Iterator adaptors like map and filter don't allocate. They return new
iterator types that wrap the original. Only consuming adaptors like collect
allocate.
// No allocations until collect()
let result: Vec<Int> = (0..1_000_000)
.map { it * 2 } // No allocation
.filter { it > 100 } // No allocation
.take(10) // No allocation
.collect() // Allocates Vec with ~10 elements
Myth: "Functional code is slow in systems languages"
This might be true in languages where functional constructs have runtime overhead, but Oxide (through Rust) is specifically designed to make abstractions zero-cost.
Practical Tips
Use Release Mode for Benchmarks
Always benchmark with optimizations enabled. Debug builds disable most optimizations, making iterator code appear slower than it is.
# Debug build - don't benchmark this
oxide build
# Release build - benchmark this
oxide build --release
Don't Over-Optimize Prematurely
Write clear, idiomatic code first. Use iterators where they make code clearer. Only optimize after profiling shows a bottleneck.
// Good: Clear and efficient
let sum: Int = numbers.iter().filter { it > 0 }.sum()
// Unnecessary: Manual optimization that's not faster
var sum = 0
for n in numbers.iter() {
if n > 0 {
sum += n
}
}
Consider collect() Placement
If you need to iterate multiple times, collecting once can be more efficient than recreating the iterator:
// Inefficient if baseIter() is expensive
let count = baseIter().filter { predicate(it) }.count()
let sum: Int = baseIter().filter { predicate(it) }.sum()
// Better: collect once, iterate twice
let filtered: Vec<Int> = baseIter().filter { predicate(it) }.collect()

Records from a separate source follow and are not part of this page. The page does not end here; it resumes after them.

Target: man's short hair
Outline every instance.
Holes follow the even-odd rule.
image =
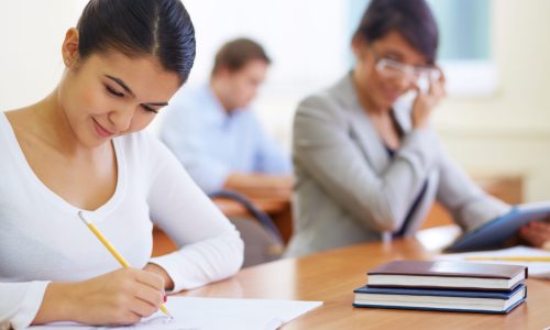
[[[258,43],[245,37],[235,38],[226,43],[218,51],[211,75],[216,75],[221,68],[227,68],[230,72],[240,70],[254,59],[263,61],[266,64],[272,62]]]

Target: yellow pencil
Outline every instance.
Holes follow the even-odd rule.
[[[84,217],[84,213],[82,211],[78,211],[78,217],[84,221],[84,223],[86,223],[86,226],[88,226],[88,228],[91,230],[91,232],[96,235],[96,238],[98,238],[98,240],[103,243],[103,245],[107,248],[107,250],[109,250],[109,252],[111,252],[112,256],[114,256],[114,258],[123,266],[123,267],[130,267],[130,264],[127,262],[125,258],[122,257],[122,255],[120,255],[120,253],[114,250],[114,246],[112,246],[111,243],[109,243],[109,241],[101,234],[101,232],[98,230],[98,228],[94,224],[94,222],[91,221],[88,221],[85,217]],[[161,305],[161,310],[169,316],[170,318],[173,317],[172,314],[168,311],[168,309],[166,308],[166,306],[164,305]]]
[[[496,260],[496,261],[524,261],[550,262],[550,256],[470,256],[466,260]]]

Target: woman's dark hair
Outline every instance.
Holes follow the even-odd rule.
[[[195,29],[179,0],[90,0],[77,30],[82,61],[110,50],[129,57],[153,55],[182,84],[195,62]]]
[[[212,75],[227,68],[230,72],[240,70],[251,61],[260,59],[271,64],[271,58],[265,53],[264,48],[256,42],[240,37],[226,43],[216,54]]]
[[[372,0],[353,38],[372,43],[392,31],[399,32],[429,64],[436,62],[438,24],[424,0]]]

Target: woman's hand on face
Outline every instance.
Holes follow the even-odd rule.
[[[145,265],[145,267],[143,270],[147,271],[147,272],[151,272],[151,273],[155,273],[158,276],[163,277],[163,279],[164,279],[164,289],[166,289],[166,290],[173,290],[174,289],[174,280],[168,275],[168,272],[166,272],[163,267],[161,267],[161,266],[158,266],[156,264],[148,263],[148,264]]]
[[[33,323],[132,324],[153,315],[163,301],[162,276],[121,268],[84,282],[51,283]]]
[[[439,78],[430,80],[427,92],[422,92],[418,85],[415,85],[417,97],[413,103],[413,128],[424,129],[428,127],[431,111],[439,105],[439,101],[446,96],[446,78],[443,72],[438,68]]]

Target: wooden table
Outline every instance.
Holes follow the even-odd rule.
[[[509,315],[353,308],[353,289],[366,271],[392,260],[430,258],[458,234],[428,229],[414,239],[367,243],[242,270],[234,277],[184,296],[322,300],[288,329],[537,329],[550,326],[550,280],[529,278],[527,302]]]

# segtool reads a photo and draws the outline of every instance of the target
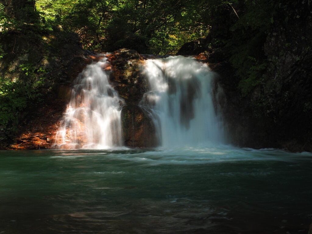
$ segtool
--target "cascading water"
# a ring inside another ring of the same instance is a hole
[[[54,147],[109,149],[123,144],[120,115],[123,101],[109,83],[104,57],[88,65],[75,85]]]
[[[179,56],[148,60],[149,91],[140,102],[165,148],[222,143],[213,102],[213,73],[207,64]]]

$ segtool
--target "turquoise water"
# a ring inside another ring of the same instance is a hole
[[[0,233],[307,233],[312,154],[0,151]]]

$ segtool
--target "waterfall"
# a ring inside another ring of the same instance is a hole
[[[123,145],[123,100],[109,83],[105,56],[87,66],[74,82],[54,147],[110,149]]]
[[[207,65],[181,56],[147,60],[149,91],[140,103],[162,147],[222,143],[222,121],[213,101],[213,73]]]

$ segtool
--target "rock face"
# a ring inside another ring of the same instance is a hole
[[[27,80],[29,77],[20,65],[31,64],[36,69],[44,70],[47,78],[40,90],[43,100],[28,107],[17,134],[0,130],[0,149],[49,148],[65,110],[71,81],[91,61],[75,34],[60,26],[53,30],[41,38],[33,38],[38,39],[36,42],[25,41],[22,35],[14,32],[0,37],[2,49],[8,51],[0,60],[0,76],[12,81]]]
[[[201,46],[219,74],[226,100],[222,109],[235,145],[312,152],[312,16],[307,2],[293,3],[281,7],[273,19],[264,44],[267,70],[246,96],[226,50]]]
[[[154,124],[142,108],[136,105],[126,106],[121,116],[126,146],[145,148],[158,146]]]
[[[66,47],[71,46],[68,45]],[[124,100],[121,114],[125,145],[131,147],[156,146],[155,130],[152,120],[138,105],[148,89],[148,82],[140,68],[145,59],[136,51],[126,49],[116,51],[106,56],[111,66],[103,69],[111,71],[110,83]],[[56,84],[55,90],[57,92],[48,90],[45,105],[34,107],[24,125],[21,126],[19,134],[13,137],[10,144],[7,140],[3,141],[0,148],[8,149],[50,149],[53,145],[66,104],[70,97],[71,81],[85,64],[96,61],[101,57],[87,56],[85,53],[81,56],[75,54],[72,57],[65,57],[66,64],[72,66],[77,66],[75,60],[80,61],[78,63],[79,69],[75,70],[72,67],[65,68],[61,66],[59,70],[51,72],[54,73],[51,75],[59,74],[61,76],[58,83]],[[63,60],[61,60],[61,62],[64,62]],[[15,75],[21,75],[17,72]]]
[[[158,145],[152,119],[139,105],[148,90],[147,80],[140,66],[144,58],[136,51],[122,49],[108,59],[112,65],[112,85],[124,100],[121,112],[125,145],[130,147],[151,147]]]

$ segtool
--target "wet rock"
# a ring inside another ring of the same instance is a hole
[[[121,116],[126,146],[149,148],[158,145],[152,119],[140,107],[135,105],[124,106]]]

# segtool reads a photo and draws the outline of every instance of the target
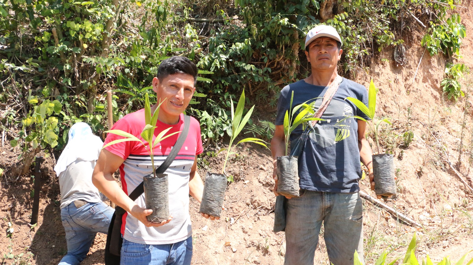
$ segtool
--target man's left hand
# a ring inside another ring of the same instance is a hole
[[[222,207],[222,210],[225,210],[225,207]],[[201,213],[201,215],[202,215],[202,217],[205,217],[205,218],[208,219],[209,218],[210,218],[210,220],[211,220],[212,221],[213,221],[214,220],[219,220],[219,219],[220,219],[219,217],[218,217],[218,216],[217,216],[217,217],[213,216],[212,215],[210,215],[210,214],[204,214],[203,213]]]

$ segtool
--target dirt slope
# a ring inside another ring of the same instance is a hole
[[[467,35],[461,50],[463,58],[459,61],[473,68],[473,34],[471,34],[473,32],[473,6],[471,3],[465,4],[470,8],[461,9]],[[359,71],[355,80],[368,87],[369,80],[373,78],[379,91],[377,115],[389,117],[393,121],[392,127],[383,129],[384,145],[394,146],[399,194],[386,203],[424,226],[414,228],[397,222],[385,211],[364,201],[368,264],[372,264],[377,258],[376,253],[387,248],[393,249],[389,257],[402,254],[414,231],[418,231],[420,241],[417,252],[419,257],[429,254],[433,259],[438,260],[450,255],[456,261],[473,248],[473,196],[466,191],[447,160],[448,158],[470,186],[473,184],[469,160],[473,146],[473,109],[465,108],[468,100],[462,99],[455,103],[442,95],[439,84],[446,64],[444,57],[431,57],[426,52],[414,80],[424,51],[420,45],[421,37],[404,36],[408,59],[404,66],[396,66],[393,51],[388,51],[374,59],[369,72]],[[467,82],[462,82],[466,89]],[[262,111],[258,112],[264,112]],[[466,124],[464,129],[461,126],[464,122]],[[409,130],[414,132],[414,139],[408,147],[401,148],[402,137],[396,138],[396,136]],[[0,153],[1,167],[11,170],[16,162],[18,150],[6,143]],[[206,159],[210,165],[208,170],[218,171],[221,158]],[[202,219],[198,213],[198,204],[191,199],[193,264],[283,263],[281,252],[284,252],[284,234],[272,231],[274,197],[271,191],[273,181],[271,177],[271,161],[268,150],[254,146],[242,148],[241,155],[232,160],[228,171],[235,176],[236,181],[228,187],[227,209],[219,221]],[[57,264],[65,254],[64,233],[57,203],[59,188],[51,170],[52,165],[51,162],[45,166],[49,171],[45,173],[49,177],[44,178],[47,181],[44,191],[48,196],[42,199],[37,227],[30,229],[27,225],[32,204],[30,178],[16,179],[7,171],[7,177],[0,182],[0,226],[4,231],[0,236],[0,252],[1,257],[9,253],[14,257],[1,264],[24,261],[23,264]],[[201,176],[205,175],[206,170],[201,169]],[[366,180],[361,182],[360,186],[372,194]],[[14,232],[9,239],[6,237],[5,231],[10,221]],[[98,235],[82,264],[103,264],[105,242],[105,236]],[[323,240],[320,242],[316,264],[328,262]],[[0,257],[0,260],[2,259]]]

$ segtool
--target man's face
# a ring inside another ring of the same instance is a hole
[[[164,101],[159,109],[159,120],[169,124],[177,123],[195,90],[194,77],[186,74],[170,75],[161,81],[154,77],[153,90],[156,93],[158,102]]]
[[[338,50],[337,41],[329,37],[317,38],[309,43],[309,51],[306,51],[307,60],[311,67],[319,71],[325,71],[337,67],[342,58],[342,49]]]

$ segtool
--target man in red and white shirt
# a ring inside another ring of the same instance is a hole
[[[161,62],[158,77],[152,82],[158,101],[164,101],[159,109],[155,137],[170,127],[167,134],[183,130],[183,112],[195,90],[197,74],[195,65],[185,57],[174,56]],[[151,107],[152,113],[156,107],[157,105]],[[144,111],[142,109],[123,117],[112,129],[131,133],[147,145],[140,136],[145,125]],[[165,139],[154,147],[156,167],[166,159],[178,135]],[[122,138],[109,134],[105,144]],[[152,172],[151,159],[143,145],[136,141],[122,142],[109,145],[101,152],[92,181],[111,201],[127,212],[123,215],[121,228],[123,239],[121,264],[191,264],[192,229],[189,195],[201,202],[203,184],[197,171],[197,157],[202,151],[199,123],[191,118],[187,137],[165,172],[168,174],[171,216],[160,223],[147,219],[152,210],[146,208],[144,195],[134,201],[128,196],[143,181],[143,176]],[[112,176],[119,168],[123,189]],[[215,219],[201,214],[211,220]]]

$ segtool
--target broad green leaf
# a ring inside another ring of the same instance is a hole
[[[358,120],[363,120],[364,121],[366,121],[367,122],[368,122],[368,121],[367,120],[365,120],[365,118],[361,117],[359,117],[359,116],[352,116],[351,117],[346,117],[344,118],[343,119],[342,119],[342,120],[340,120],[340,121],[339,121],[338,122],[337,122],[335,124],[335,125],[336,125],[337,124],[339,124],[342,123],[342,121],[344,121],[345,120],[346,120],[347,119],[350,119],[350,118],[354,118],[355,119],[358,119]]]
[[[240,100],[238,100],[238,104],[236,104],[236,109],[235,110],[235,117],[233,118],[233,133],[232,137],[234,139],[236,137],[235,132],[240,125],[240,122],[241,121],[241,117],[243,115],[243,109],[245,107],[245,90],[244,90],[240,96]]]
[[[76,23],[75,23],[74,21],[69,21],[66,23],[66,26],[71,28],[75,28]]]
[[[145,124],[151,124],[151,107],[149,106],[149,98],[148,93],[145,94]]]
[[[23,119],[21,120],[21,123],[25,126],[29,126],[33,124],[33,120],[31,118]]]
[[[59,114],[61,112],[61,110],[62,109],[62,104],[59,102],[59,100],[54,100],[53,101],[53,103],[54,104],[54,107],[53,109],[54,111],[54,113],[56,114]]]
[[[167,138],[168,137],[170,137],[174,135],[175,134],[178,134],[178,133],[180,133],[180,132],[181,132],[182,131],[179,131],[178,132],[173,132],[173,133],[169,134],[168,134],[168,135],[165,136],[164,137],[163,137],[162,138],[160,138],[160,138],[158,138],[158,137],[157,137],[156,139],[154,141],[154,145],[153,146],[156,146],[160,142],[161,142],[163,140],[164,140],[165,139]]]
[[[197,72],[197,74],[199,74],[199,75],[211,74],[213,74],[213,72],[210,72],[210,71],[206,71],[205,70],[199,70],[199,71]]]
[[[251,142],[251,143],[254,143],[255,144],[258,144],[258,145],[261,145],[267,148],[268,146],[266,145],[265,145],[263,143],[262,143],[261,142],[264,142],[264,141],[263,141],[263,140],[258,139],[256,138],[245,138],[237,143],[236,145],[237,145],[238,144],[240,144],[241,143]],[[266,143],[266,142],[264,142],[264,143]]]
[[[250,110],[246,112],[246,115],[245,115],[245,117],[243,118],[243,120],[242,120],[241,122],[240,123],[240,125],[238,126],[237,129],[236,129],[236,131],[235,132],[235,134],[232,135],[232,137],[235,139],[238,136],[238,134],[241,131],[243,128],[245,127],[245,125],[246,125],[246,123],[248,122],[248,120],[250,119],[250,117],[251,116],[251,114],[253,113],[253,109],[254,109],[254,106],[253,106],[250,109]]]
[[[158,118],[159,116],[159,108],[161,107],[161,105],[164,102],[167,98],[165,98],[162,102],[159,102],[156,108],[154,110],[154,112],[153,113],[153,116],[151,117],[151,124],[153,126],[156,126],[156,123],[158,122]],[[161,101],[161,99],[159,99],[159,101]],[[154,130],[153,130],[153,133],[154,133]]]
[[[141,141],[141,140],[139,139],[136,136],[133,135],[132,134],[128,133],[126,132],[122,131],[122,130],[109,130],[108,131],[105,131],[106,133],[113,133],[114,134],[116,134],[120,136],[123,136],[123,137],[126,137],[127,138],[130,138],[131,139],[134,139],[137,141]]]
[[[416,238],[416,233],[414,232],[414,235],[412,236],[412,239],[409,243],[409,247],[407,247],[407,251],[406,251],[406,255],[404,256],[404,261],[403,263],[407,263],[411,257],[411,252],[412,250],[415,249],[416,244],[417,244],[417,239]]]
[[[375,117],[375,112],[376,111],[376,87],[375,87],[375,83],[373,82],[373,79],[371,79],[371,82],[369,82],[369,91],[368,92],[368,107],[369,108],[370,115],[367,116],[372,119],[373,117]]]
[[[8,12],[1,6],[0,6],[0,15],[5,17],[8,17]]]
[[[355,250],[355,254],[353,254],[353,265],[363,265],[363,263],[359,259],[358,252],[356,250]]]
[[[375,117],[374,115],[371,115],[371,113],[369,112],[369,110],[368,109],[368,107],[359,100],[351,97],[348,97],[346,98],[346,99],[348,99],[352,102],[357,108],[359,109],[360,111],[361,111],[363,113],[365,113],[365,115],[369,117],[371,120]]]
[[[102,147],[102,149],[104,149],[105,147],[108,146],[109,145],[114,145],[115,144],[118,144],[118,143],[121,143],[122,142],[128,142],[129,141],[137,141],[137,142],[140,142],[141,144],[143,143],[143,142],[142,142],[141,140],[138,139],[138,138],[137,138],[136,139],[133,139],[131,138],[125,138],[124,139],[119,139],[118,140],[112,141],[112,142],[110,142],[110,143],[104,145],[104,147]]]
[[[315,118],[315,117],[307,118],[306,119],[303,119],[302,120],[298,121],[297,122],[295,122],[294,124],[293,124],[292,126],[290,127],[290,128],[289,128],[289,133],[290,133],[291,132],[295,130],[296,128],[297,128],[297,127],[299,125],[302,124],[302,123],[304,123],[304,122],[307,122],[307,121],[310,121],[311,120],[324,120],[323,119],[320,119],[320,118]]]
[[[207,96],[207,95],[202,93],[198,93],[197,92],[194,92],[194,94],[193,95],[193,96],[198,97],[205,97]]]
[[[164,129],[162,132],[158,134],[158,136],[156,136],[156,138],[154,140],[154,144],[153,145],[153,146],[156,146],[156,145],[157,145],[161,141],[159,139],[161,139],[161,137],[163,137],[163,136],[166,134],[166,133],[172,128],[172,127],[169,127],[166,129]]]
[[[143,128],[143,131],[141,132],[141,138],[149,143],[151,142],[153,140],[153,135],[156,128],[156,126],[153,126],[151,124],[145,125],[145,128]]]
[[[378,127],[379,127],[379,124],[381,122],[385,122],[385,123],[387,123],[388,124],[389,124],[389,125],[393,125],[393,124],[391,123],[391,122],[389,121],[389,120],[387,119],[385,119],[384,120],[378,120],[376,122],[376,124],[375,126],[375,130],[376,130],[376,131],[378,130]]]
[[[284,128],[284,135],[287,136],[289,132],[289,111],[286,111],[283,126]]]
[[[44,104],[39,105],[39,114],[43,119],[46,118],[46,107]]]

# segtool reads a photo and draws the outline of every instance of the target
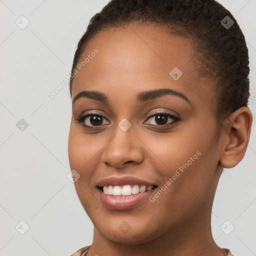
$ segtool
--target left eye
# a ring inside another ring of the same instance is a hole
[[[168,124],[172,124],[172,123],[177,121],[178,120],[178,118],[166,113],[158,113],[148,118],[150,124],[156,126],[164,126]]]
[[[84,116],[83,119],[84,122],[86,126],[99,126],[104,124],[102,124],[103,120],[106,118],[100,115],[90,114]],[[90,123],[92,126],[88,124],[86,122]]]

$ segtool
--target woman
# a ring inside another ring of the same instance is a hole
[[[210,217],[223,168],[247,148],[249,71],[214,0],[112,0],[92,17],[70,76],[68,156],[94,232],[72,256],[232,255]]]

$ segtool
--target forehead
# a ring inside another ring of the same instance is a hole
[[[80,70],[76,68],[72,97],[84,90],[100,90],[111,98],[113,92],[128,96],[162,88],[186,92],[192,98],[213,95],[212,86],[196,68],[193,43],[190,37],[172,34],[162,26],[134,24],[102,30],[80,58],[87,60]],[[95,49],[98,52],[92,54]],[[172,74],[177,72],[182,76],[175,80]]]

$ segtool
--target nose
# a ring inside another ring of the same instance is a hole
[[[142,146],[140,140],[132,129],[124,132],[117,126],[114,135],[104,150],[102,160],[116,168],[122,168],[128,164],[136,165],[143,161]]]

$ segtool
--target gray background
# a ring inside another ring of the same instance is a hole
[[[66,177],[68,86],[51,100],[46,96],[70,74],[89,19],[108,2],[0,0],[1,256],[68,256],[92,243],[93,225]],[[256,0],[220,2],[246,36],[255,124]],[[23,30],[16,24],[22,16],[30,22]],[[28,124],[23,131],[16,126],[22,118]],[[254,126],[244,159],[221,178],[212,210],[216,242],[236,256],[256,255],[256,142]],[[24,234],[22,220],[29,226]]]

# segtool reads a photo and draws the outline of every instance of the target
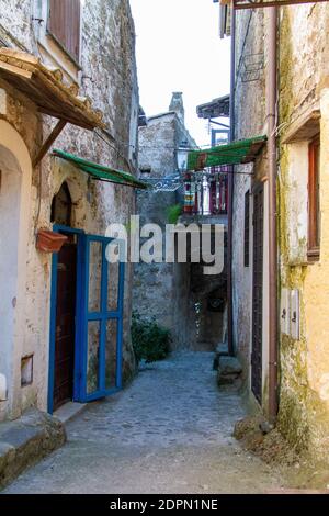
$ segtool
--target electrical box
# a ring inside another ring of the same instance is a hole
[[[300,300],[299,290],[291,291],[291,337],[299,340],[300,337]]]
[[[281,307],[280,307],[281,333],[291,334],[291,296],[288,289],[281,290]]]

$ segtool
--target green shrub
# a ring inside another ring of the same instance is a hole
[[[133,312],[132,341],[139,363],[163,360],[170,348],[170,332],[156,323],[155,318],[143,318],[137,312]]]

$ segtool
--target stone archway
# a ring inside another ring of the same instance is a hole
[[[20,411],[32,165],[19,133],[0,120],[0,418]]]

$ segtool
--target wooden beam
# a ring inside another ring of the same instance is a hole
[[[66,124],[67,124],[66,120],[59,120],[58,121],[58,123],[55,125],[54,130],[52,131],[52,133],[47,137],[46,142],[43,144],[42,148],[37,153],[35,159],[33,161],[33,167],[36,167],[41,162],[41,160],[47,154],[47,152],[52,147],[53,143],[59,136],[59,134],[61,133],[61,131],[64,130]]]
[[[11,74],[20,77],[24,77],[25,79],[31,79],[32,71],[24,70],[23,68],[19,68],[18,66],[9,65],[0,60],[0,69],[4,71],[10,71]]]

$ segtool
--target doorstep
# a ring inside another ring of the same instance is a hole
[[[65,441],[64,424],[36,408],[0,423],[0,490]]]
[[[81,414],[86,410],[88,403],[75,403],[68,402],[65,405],[61,405],[57,411],[54,412],[54,416],[66,425],[70,419],[76,417],[78,414]]]

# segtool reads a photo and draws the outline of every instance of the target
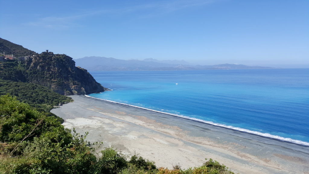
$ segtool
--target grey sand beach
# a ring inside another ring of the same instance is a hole
[[[309,174],[309,147],[83,95],[52,112],[88,141],[103,141],[158,167],[182,168],[211,158],[240,173]]]

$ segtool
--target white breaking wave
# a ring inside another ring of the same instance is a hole
[[[115,102],[114,101],[112,101],[111,100],[106,100],[105,99],[102,99],[101,98],[96,98],[95,97],[91,97],[89,96],[89,95],[85,95],[86,97],[90,97],[91,98],[95,98],[98,100],[103,100],[104,101],[105,101],[106,102],[111,102],[112,103],[117,103],[118,104],[120,104],[122,105],[129,106],[136,108],[139,108],[140,109],[144,109],[145,110],[147,110],[148,111],[153,111],[154,112],[155,112],[158,113],[161,113],[162,114],[167,114],[168,115],[172,115],[174,116],[176,116],[177,117],[180,117],[183,118],[185,118],[186,119],[188,119],[190,120],[194,120],[195,121],[198,121],[206,123],[207,124],[211,124],[212,125],[214,125],[216,126],[218,126],[219,127],[221,127],[222,128],[226,128],[228,129],[232,129],[236,131],[239,131],[242,132],[243,132],[248,133],[251,134],[253,134],[254,135],[259,135],[260,136],[261,136],[264,137],[270,138],[273,139],[275,139],[277,140],[281,141],[286,141],[287,142],[290,142],[291,143],[292,143],[294,144],[298,144],[302,146],[309,146],[309,142],[306,142],[305,141],[301,141],[300,140],[294,140],[294,139],[292,139],[292,138],[285,138],[284,137],[280,137],[280,136],[278,136],[277,135],[272,135],[270,133],[262,133],[261,132],[259,132],[252,131],[249,130],[248,129],[244,129],[243,128],[238,128],[237,127],[234,127],[234,126],[228,126],[226,125],[223,124],[220,124],[219,123],[214,123],[212,121],[206,121],[205,120],[202,120],[190,117],[188,117],[187,116],[185,116],[184,115],[178,115],[177,114],[171,114],[170,113],[168,113],[167,112],[161,112],[160,111],[156,111],[155,110],[153,110],[152,109],[148,109],[147,108],[145,108],[144,107],[140,107],[137,106],[129,105],[128,104],[126,104],[125,103],[121,103],[120,102]]]

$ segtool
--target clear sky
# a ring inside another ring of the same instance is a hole
[[[0,37],[74,59],[309,67],[309,0],[0,0]]]

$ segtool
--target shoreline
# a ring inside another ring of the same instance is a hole
[[[200,166],[211,158],[235,173],[309,173],[308,147],[92,97],[71,97],[74,102],[51,112],[64,120],[66,127],[89,131],[87,141],[103,141],[97,152],[112,147],[170,169]]]
[[[253,135],[260,136],[261,137],[264,137],[265,138],[269,138],[270,139],[272,139],[273,140],[276,140],[280,141],[293,143],[299,146],[303,146],[304,147],[309,147],[309,142],[305,141],[301,141],[301,140],[294,140],[294,139],[292,139],[290,138],[286,138],[285,137],[280,137],[280,136],[277,135],[272,135],[271,134],[269,133],[262,133],[259,132],[254,131],[252,131],[251,130],[249,130],[249,129],[246,129],[241,128],[240,128],[234,127],[231,126],[228,126],[218,123],[214,123],[212,122],[204,120],[202,120],[199,119],[196,119],[195,118],[190,117],[189,117],[184,116],[181,115],[177,115],[170,113],[164,112],[161,112],[160,111],[156,111],[155,110],[154,110],[150,109],[148,109],[147,108],[132,105],[126,104],[123,103],[121,103],[120,102],[115,102],[114,101],[112,101],[111,100],[106,100],[105,99],[102,99],[102,98],[96,98],[95,97],[91,97],[91,96],[89,96],[87,95],[84,95],[85,96],[87,97],[92,98],[94,98],[97,100],[99,100],[103,101],[105,101],[106,102],[111,102],[111,103],[117,103],[118,104],[120,105],[123,105],[125,106],[129,106],[133,107],[138,108],[142,109],[144,109],[145,110],[148,110],[153,112],[155,112],[159,113],[161,113],[164,114],[167,114],[167,115],[172,116],[173,116],[178,117],[180,118],[184,118],[185,119],[186,119],[189,120],[193,120],[205,124],[207,124],[209,125],[214,126],[218,126],[218,127],[220,127],[220,128],[222,128],[230,129],[235,131],[239,131],[239,132],[244,133],[248,133]]]

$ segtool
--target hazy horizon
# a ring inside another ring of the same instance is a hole
[[[0,0],[0,37],[38,53],[309,67],[306,0]]]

let count = filtered.len()
let sum: Int = filtered.iter().sum()
Use Appropriate Iterator Methods
Some methods are more efficient than others for specific tasks:
// Use any() instead of filter().count() > 0
let hasEven = numbers.iter().any { it % 2 == 0 }
// Use find() instead of filter().next()
let firstEven = numbers.iter().find { it % 2 == 0 }
// Use position() instead of enumerate().filter().map()
let evenIndex = numbers.iter().position { it % 2 == 0 }
Summary
Iterators and closures in Oxide are zero-cost abstractions:
- No runtime overhead: They compile to the same code as manual loops
- Compiler optimizations: Inlining, fusion, and unrolling
- Choose for clarity: Use the approach that makes your code clearest
- Profile before optimizing: Don't sacrifice readability for premature optimization
You can confidently use iterators and closures throughout your Oxide code, knowing that you're not trading performance for expressiveness. This is one of Oxide's (and Rust's) core strengths: high-level abstractions with low-level performance.